After over a century of cinema, I can forgive the contemporary film world for not always mustering up something original. Films edited to look like they were one single shot? Done before. Films that deliberately take years and years to make? Done before. Very little is actually original and, more specifically, very little is truly innovative. In Ukraine, though, they’ve managed it. They’ve bloody managed it.

On the surface, The Tribe has an interesting but unoriginal narrative. A young teenager joins a new boarding school, where he is clearly the outcast. The only way to survive this new environment is to become part of The Tribe, a harsh organisation that thrives on violence, intimidation and exploitation. He manages to become a cog in its machine, but loyalties shift when he falls in love with one of the members.

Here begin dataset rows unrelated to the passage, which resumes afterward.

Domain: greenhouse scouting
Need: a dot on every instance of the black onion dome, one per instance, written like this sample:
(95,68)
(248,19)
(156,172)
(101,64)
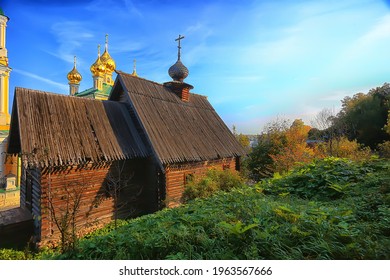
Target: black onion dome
(178,71)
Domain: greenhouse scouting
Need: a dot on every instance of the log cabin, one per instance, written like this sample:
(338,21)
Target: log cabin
(93,161)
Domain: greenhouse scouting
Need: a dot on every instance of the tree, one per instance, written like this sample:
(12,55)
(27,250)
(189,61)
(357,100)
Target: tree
(363,116)
(270,142)
(295,149)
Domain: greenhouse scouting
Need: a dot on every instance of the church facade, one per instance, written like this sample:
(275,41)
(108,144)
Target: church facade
(121,149)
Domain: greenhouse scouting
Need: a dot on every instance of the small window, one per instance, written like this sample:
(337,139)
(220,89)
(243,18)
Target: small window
(189,177)
(226,166)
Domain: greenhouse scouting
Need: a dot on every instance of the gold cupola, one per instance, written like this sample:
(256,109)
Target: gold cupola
(74,77)
(108,63)
(98,68)
(98,71)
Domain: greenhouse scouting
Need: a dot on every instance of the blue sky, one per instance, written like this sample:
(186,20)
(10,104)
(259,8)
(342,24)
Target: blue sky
(255,60)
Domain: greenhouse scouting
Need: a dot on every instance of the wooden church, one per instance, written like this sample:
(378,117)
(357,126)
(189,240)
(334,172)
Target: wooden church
(131,154)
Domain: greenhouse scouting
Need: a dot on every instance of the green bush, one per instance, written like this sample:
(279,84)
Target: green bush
(10,254)
(324,179)
(215,180)
(245,223)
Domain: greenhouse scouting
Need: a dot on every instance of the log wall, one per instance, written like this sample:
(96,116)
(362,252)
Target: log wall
(85,189)
(176,176)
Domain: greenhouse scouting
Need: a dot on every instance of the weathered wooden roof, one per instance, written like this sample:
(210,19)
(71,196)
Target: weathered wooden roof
(52,129)
(178,131)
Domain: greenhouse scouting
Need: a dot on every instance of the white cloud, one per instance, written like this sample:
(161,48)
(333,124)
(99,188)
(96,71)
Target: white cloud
(60,86)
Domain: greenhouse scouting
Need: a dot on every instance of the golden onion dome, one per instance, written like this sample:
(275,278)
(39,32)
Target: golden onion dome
(74,77)
(98,68)
(107,60)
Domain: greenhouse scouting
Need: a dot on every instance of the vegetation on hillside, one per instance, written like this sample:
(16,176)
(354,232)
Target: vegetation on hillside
(330,209)
(314,193)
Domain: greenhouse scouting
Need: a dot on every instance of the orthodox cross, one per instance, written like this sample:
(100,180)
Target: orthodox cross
(179,47)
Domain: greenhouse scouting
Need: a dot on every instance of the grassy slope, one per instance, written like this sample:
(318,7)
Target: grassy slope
(343,214)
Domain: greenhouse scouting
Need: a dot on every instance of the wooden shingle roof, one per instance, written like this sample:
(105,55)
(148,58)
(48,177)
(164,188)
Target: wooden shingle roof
(52,129)
(178,131)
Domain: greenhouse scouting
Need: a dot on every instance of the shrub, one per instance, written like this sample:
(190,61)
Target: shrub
(384,149)
(324,179)
(215,180)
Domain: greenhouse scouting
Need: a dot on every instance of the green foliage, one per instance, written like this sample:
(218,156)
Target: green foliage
(259,162)
(364,116)
(214,181)
(323,179)
(384,149)
(351,221)
(246,224)
(10,254)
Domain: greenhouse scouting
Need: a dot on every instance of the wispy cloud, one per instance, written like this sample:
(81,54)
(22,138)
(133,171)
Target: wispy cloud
(71,37)
(60,86)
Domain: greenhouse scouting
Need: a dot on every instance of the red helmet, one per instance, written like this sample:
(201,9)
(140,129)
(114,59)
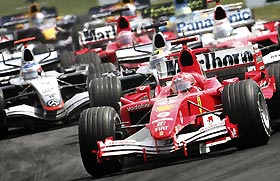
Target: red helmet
(125,38)
(182,82)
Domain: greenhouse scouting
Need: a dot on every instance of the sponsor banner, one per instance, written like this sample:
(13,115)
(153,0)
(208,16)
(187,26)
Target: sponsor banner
(226,58)
(260,3)
(205,22)
(168,9)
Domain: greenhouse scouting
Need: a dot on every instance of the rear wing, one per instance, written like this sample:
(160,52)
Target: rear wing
(140,4)
(20,18)
(228,58)
(210,62)
(107,33)
(168,9)
(142,53)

So here’s where the originality comes in: the entire film is in sign language. All of it. Not a single word is spoken throughout, and there are no subtitles or dubbing to help. What filmmaker Mirsolav Slaboshpitsky has done is challenge the audience to watch a movie they won’t understand, and the result is a fantastic viewing experience. It takes a little while to settle into this strange experience but, once you do, it’s entrancing. Unable to rely on dialogue, character development comes from body language and physical activity. Even the manner in which a characters signs is pivotal.

Not having a complete understanding of what was going on also forces the audience to make their own minds up? The loyalties of certain characters remain ambiguous, as do the fate of others – our hero’s love interest is getting taken to Italy. Is she being trafficked? It’s difficult to tell, and I won’t ever know. I’m imagining my own film whilst I watch this pantomime of sorts unfold in front of me.

What really intrigues me about this innovative concept is that, narratively, I don’t know if this is a good film. I love that the entire film is in sign language, and thoroughly enjoyed that aspect of it. But was the acting good? Was it a good script? Had there been words, would this film be as entertaining? These are all questions I won’t know the answer to, and that fascinates me.

Above all, though, what this excellent concept does is put you in the shoes of the people who suffer from deafness, living in a world where they cannot understand what someone is saying, and have to rely solely on gestures and body language. So to turn that upside down is incredible, and Slaboshpitsky should be applauded for this bold approach to filmmaking.

The Tribe is not an easy watch. Gratuitous violence, graphic sex and nudity (and all three in one particularly difficult scene with the lead girl) appear regularly through the film, and there are constant reminders that these are just children, probably no older than fifteen or sixteen. But this is all part of the appeal of the movie for me. None of it is an easy watch. I’m seeing these awful things take place on screen, having a strong effect on me, enhanced by the fact that I can’t make entire sense of it.

So yeah, you might have difficulty understanding it. But don’t let that stop you from watching this extremely innovative movie. I‘ve never seen a movie like this before, and I don’t think I will again.